A few months ago I was able to reconnect with an old friend from college who is making her career as a theater director. I was in New York City with my wife and we noticed that Kimberly Senior was directing a play that was opening on Broadway. Kimberly was a year behind me and we had been in theater together. I remembered her as passionate, driven and talented. After college she bravely went out to make a career out of her passion in Chicago.
(You can read about her bio here.)
We were able to see her play Disgraced which had won the Pulitzer prize the year before and was poised to make a big splash on Broadway.
(And it did.)
After we caught up on where we had been for the past twenty years, I asked a question that I was trying to figure out in my head as we sat there and talked.

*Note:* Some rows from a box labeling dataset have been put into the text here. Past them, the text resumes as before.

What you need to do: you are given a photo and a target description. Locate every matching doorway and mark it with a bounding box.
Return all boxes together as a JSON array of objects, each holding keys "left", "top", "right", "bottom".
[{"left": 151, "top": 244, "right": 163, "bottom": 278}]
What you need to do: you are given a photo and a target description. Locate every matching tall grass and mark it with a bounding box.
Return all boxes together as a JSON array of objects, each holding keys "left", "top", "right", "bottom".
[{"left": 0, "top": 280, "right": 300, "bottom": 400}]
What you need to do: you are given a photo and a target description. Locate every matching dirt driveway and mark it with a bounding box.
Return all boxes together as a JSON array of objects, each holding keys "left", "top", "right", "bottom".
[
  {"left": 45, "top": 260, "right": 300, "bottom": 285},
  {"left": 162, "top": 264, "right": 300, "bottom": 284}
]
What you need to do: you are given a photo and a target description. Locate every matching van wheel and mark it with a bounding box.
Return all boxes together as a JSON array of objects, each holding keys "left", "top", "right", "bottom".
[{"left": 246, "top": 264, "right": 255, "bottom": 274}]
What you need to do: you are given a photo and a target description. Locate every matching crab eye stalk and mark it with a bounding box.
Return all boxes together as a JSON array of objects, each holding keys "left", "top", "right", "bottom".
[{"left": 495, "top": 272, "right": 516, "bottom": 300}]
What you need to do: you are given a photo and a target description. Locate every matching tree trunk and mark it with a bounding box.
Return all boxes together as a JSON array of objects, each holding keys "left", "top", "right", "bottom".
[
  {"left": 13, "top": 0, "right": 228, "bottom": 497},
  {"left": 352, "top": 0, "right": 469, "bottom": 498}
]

I asked her whether when she was rehearsing all those plays in basements of churches and performing them for an audience of five people (any actor will tell you that they have been there), did she know that she would one day wind up on Broadway?”
Because, all I could think about was twenty years. That’s a long time to work towards a goal. In my mind, that seemed like a fantastic amount of perseverance and determination and ambition.
The answer I was expecting was that she always knew that this is where she would end up, and it was that deep faith that kept her working in those basements and small theaters.
Her response was both brilliant and hilarious. She said that you’d have to be slightly delusional to make Broadway your goal. Broadway is a pipe dream.
(Um, okay, that’s not what I expected.)
She then pointed out that every project she has ever worked on has been the only thing she wanted to work on at that time. The play that won the Pulitzer last year was one of those plays that began in a basement with an unfinished script by a new playwright and there was no promise that it was going to make it to the big stage, never mind win awards. They just kept working on it. Kept making it better and trying new things.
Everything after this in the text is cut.